Rio Branco, AC, 9 de julho de 2026 13:12
Home / Política / Mais que um nome na certidão: campanha da Defensoria oferece a chance de reconstruir histórias e garantir o direito à identidade

Mais que um nome na certidão: campanha da Defensoria oferece a chance de reconstruir histórias e garantir o direito à identidade

Para milhares de brasileiros, a ausência do nome do pai ou da mãe na certidão de nascimento representa muito mais do que um documento incompleto. É uma lacuna que atravessa a infância, acompanha a vida adulta e, muitas vezes, impede o pleno exercício de direitos. No Acre, a Defensoria Pública busca mudar essa realidade por meio da campanha Meu Pai Tem Nome, que encerra nesta sexta-feira, 10, o prazo de inscrições para pessoas interessadas em reconhecer oficialmente vínculos de paternidade ou maternidade.

A iniciativa vai além da regularização documental. O programa cria um caminho para que famílias resolvam pendências que, em muitos casos, se arrastam por anos. Seja por vínculo biológico ou socioafetivo, a campanha oferece atendimento jurídico gratuito, exames de DNA, audiências de conciliação e todo o suporte necessário para que o reconhecimento da filiação seja formalizado.

Entre os diferenciais da ação está o reconhecimento da parentalidade socioafetiva, modalidade que assegura o direito de incluir na certidão de nascimento o nome de quem efetivamente exerceu o papel de pai ou mãe ao longo da vida, ainda que não exista vínculo biológico.
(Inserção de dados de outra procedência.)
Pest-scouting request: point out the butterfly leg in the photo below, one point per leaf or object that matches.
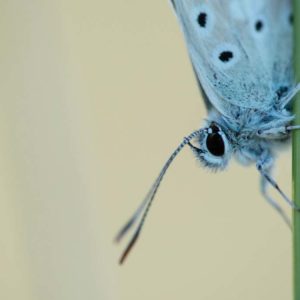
(263, 166)
(273, 203)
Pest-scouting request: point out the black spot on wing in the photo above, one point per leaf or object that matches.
(259, 25)
(202, 19)
(226, 56)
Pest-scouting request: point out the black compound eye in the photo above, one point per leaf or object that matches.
(215, 144)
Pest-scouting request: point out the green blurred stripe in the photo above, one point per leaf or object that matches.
(296, 157)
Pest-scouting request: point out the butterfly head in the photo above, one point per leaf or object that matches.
(212, 147)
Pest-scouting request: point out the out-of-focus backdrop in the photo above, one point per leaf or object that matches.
(94, 97)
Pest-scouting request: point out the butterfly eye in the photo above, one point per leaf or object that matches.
(215, 144)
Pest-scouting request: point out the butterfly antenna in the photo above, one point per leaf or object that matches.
(146, 204)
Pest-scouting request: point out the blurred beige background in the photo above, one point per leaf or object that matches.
(94, 97)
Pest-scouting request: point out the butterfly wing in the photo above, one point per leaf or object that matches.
(240, 50)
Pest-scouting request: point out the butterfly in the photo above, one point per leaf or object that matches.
(241, 53)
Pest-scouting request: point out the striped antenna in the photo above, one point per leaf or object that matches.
(144, 207)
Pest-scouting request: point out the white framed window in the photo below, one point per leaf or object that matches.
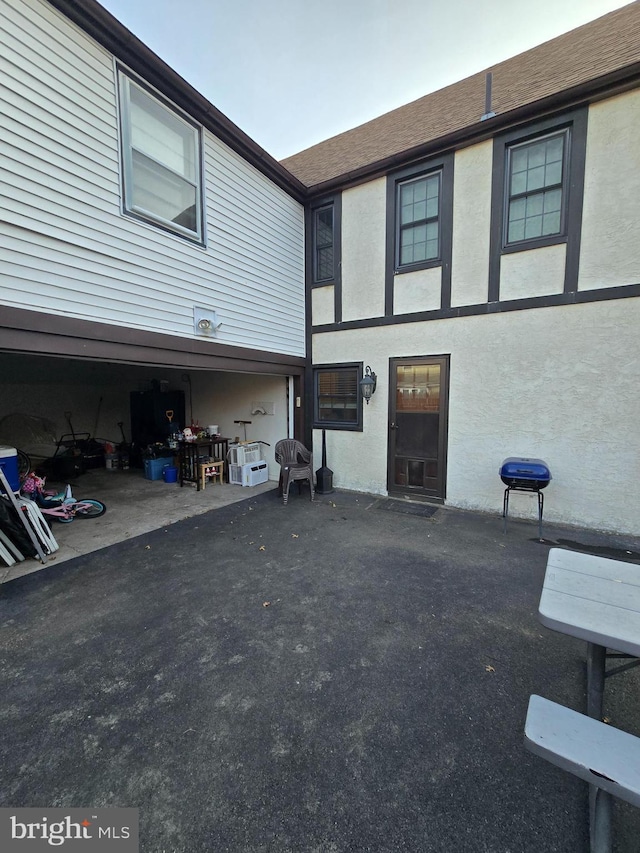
(161, 162)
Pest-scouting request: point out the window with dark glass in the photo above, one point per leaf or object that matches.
(161, 162)
(338, 402)
(418, 220)
(323, 244)
(536, 175)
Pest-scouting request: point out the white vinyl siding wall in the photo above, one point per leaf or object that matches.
(66, 248)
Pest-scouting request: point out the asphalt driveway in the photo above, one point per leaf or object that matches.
(331, 676)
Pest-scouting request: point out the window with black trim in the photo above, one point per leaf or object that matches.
(418, 220)
(161, 162)
(324, 245)
(323, 242)
(419, 224)
(337, 397)
(536, 188)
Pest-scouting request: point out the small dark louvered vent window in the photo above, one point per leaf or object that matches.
(337, 397)
(323, 240)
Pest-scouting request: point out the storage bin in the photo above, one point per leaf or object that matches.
(250, 474)
(153, 467)
(9, 465)
(170, 474)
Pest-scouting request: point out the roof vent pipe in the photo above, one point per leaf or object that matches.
(488, 112)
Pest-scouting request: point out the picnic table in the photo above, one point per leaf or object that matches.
(598, 600)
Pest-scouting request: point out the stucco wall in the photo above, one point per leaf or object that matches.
(471, 224)
(556, 383)
(322, 305)
(417, 291)
(610, 248)
(536, 272)
(363, 250)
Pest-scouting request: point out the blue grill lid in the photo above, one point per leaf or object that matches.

São situações vividas por padrastos, madrastas ou pessoas que construíram uma relação baseada no cuidado, no afeto e na convivência familiar.

As inscrições podem ser feitas até esta sexta-feira, presencialmente nas unidades da Defensoria Pública em Rio Branco ou por meio do portal eletrônico da instituição. O atendimento será concentrado no dia 1º de agosto, durante o chamado “Dia D” da campanha.

A expectativa é que, em muitos casos, o processo seja concluído no próprio dia. Além do atendimento jurídico e das audiências de conciliação, haverá a participação de cartórios, permitindo que os documentos sejam atualizados imediatamente após o reconhecimento. Quando necessário, também serão realizados exames de DNA para confirmar a filiação biológica.

Em Rio Branco, Cruzeiro do Sul e Tarauacá, os atendimentos ocorrerão de forma presencial nas unidades da Defensoria Pública. Já moradores dos demais municípios poderão participar virtualmente, desde que o reconhecimento aconteça de forma consensual entre as partes.

A Defensoria faz um alerta para que os interessados não deixem a inscrição para a última hora. No mês passado, uma instabilidade no sistema da instituição comprometeu parte dos cadastros e obrigou diversos participantes a refazerem o procedimento. Por isso, a recomendação é antecipar o registro e garantir a participação na ação.

Mais do que inserir um nome em um documento, a campanha busca assegurar direitos fundamentais. O reconhecimento da filiação produz efeitos jurídicos importantes, como acesso à identidade completa, direitos sucessórios, benefícios previdenciários, inclusão em registros familiares e fortalecimento dos vínculos afetivos.

Ao transformar histórias marcadas pela ausência em trajetórias de reconhecimento, o programa Meu Pai Tem Nome reafirma um princípio essencial: toda pessoa tem o direito de conhecer, reconhecer e oficializar sua origem. Para muitas famílias acreanas, essa assinatura na certidão representa o encerramento de um longo capítulo de espera e o início de uma nova etapa construída sobre pertencimento, dignidade e cidadania.